The managed services business is in its infancy, but iTMethods started from scratch to specifically target this space – and build an enterprise-class model that even a small business can use.
Toronto-based ITMethods takes a new approach in providing managed infrastructure and communications services by acquiring and managing telecom, unified communications, data centre and managed services. This means it’s not restricted to providing solutions over its own assets, but uses the assets of multiple carriers and providers as a virtual infrastructure operator (VIO).
What also separates it from the pack is an 85 per cent CEO level of engagement within its customer base.
“If we don’t see that level of alignment between the IT manager and the business, where we’re not directly dealing with the C levels, then we know that we’re wasting our time,” said Paul Goldman, president and CEO of iTMethods, who started the firm in 2005. “That’s going to turn some people off.” But this approach, he added, is about offering something different.
Invest and return
Because of today’s Web technologies, SMBs have the same fundamental requirements as the big guys, he said. “But they don’t have the people, they don’t have the capital, although they will invest if they see a return, and most of their attempts to execute technology have all failed, whether it’s hiring of internal resources or hiring external resources.”
Telcos and large service providers are not well adapted to provide solutions to SMB, he said, while the smaller players who’ve been servicing that space are coming at it from predominately a reactive, product perspective – and the breadth of their offerings may not be as mature as what customers are really looking for.
Goldman figured there had to be a better way to make this work. “What I was looking for was a recurring revenue model, a very sticky type of service offering, and ultimately the ability to be able to scale by adding fewer resources as you turn on more customers,” he said. “That’s really the foundation of iTMethods.” As the solution provider enters its fourth year, that mindset hasn’t changed.

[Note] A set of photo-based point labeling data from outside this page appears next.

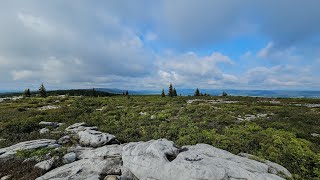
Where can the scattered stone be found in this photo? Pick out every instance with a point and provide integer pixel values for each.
(64, 140)
(53, 124)
(77, 127)
(45, 165)
(114, 150)
(161, 159)
(44, 130)
(85, 169)
(111, 177)
(94, 138)
(69, 158)
(9, 152)
(49, 107)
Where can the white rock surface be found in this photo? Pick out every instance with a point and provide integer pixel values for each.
(160, 159)
(77, 127)
(85, 169)
(64, 140)
(114, 150)
(94, 138)
(69, 157)
(44, 130)
(9, 152)
(53, 124)
(45, 165)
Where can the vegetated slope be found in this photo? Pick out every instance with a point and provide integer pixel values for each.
(285, 131)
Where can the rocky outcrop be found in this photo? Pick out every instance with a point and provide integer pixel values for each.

Goldman also views “small” as mission-critical. Many of iTMethod’s customers are using technology as part of their core product and generating revenue from hosted services.
“That means to service that requirement you have to have strong network skills, data centre skills, wide area network services skills, and all the operational capability to do 24-by-seven managed services and support,” he said.
The company takes a three-step approach: engaging a customer and assessing where they currently are, making a set of recommendations based on best practices (so the environment is predictable), and then providing ongoing optimization services.
“We’ve gone out and built an infrastructure of our own that makes us look like a carrier, so we have relationships with most of the tier-one carriers in Canada and many of them in the U.S.,” said Goldman. The solution provider will provision circuits and build an IP architectural plan that aligns to the customer’s business, so every decision the business makes over time aligns to that plan.
“It’s true enterprise-class but brought down to commercial or SMB customers in an affordable, predictable offering,” he said. “All the things we do today are built so they’re repeatable, scaleable, extensible to our customers.”
Many of its customers will require future capabilities such as in-house ticketing or help desk systems, and the solution provider will be in a position to extend those capabilities to customers down the road.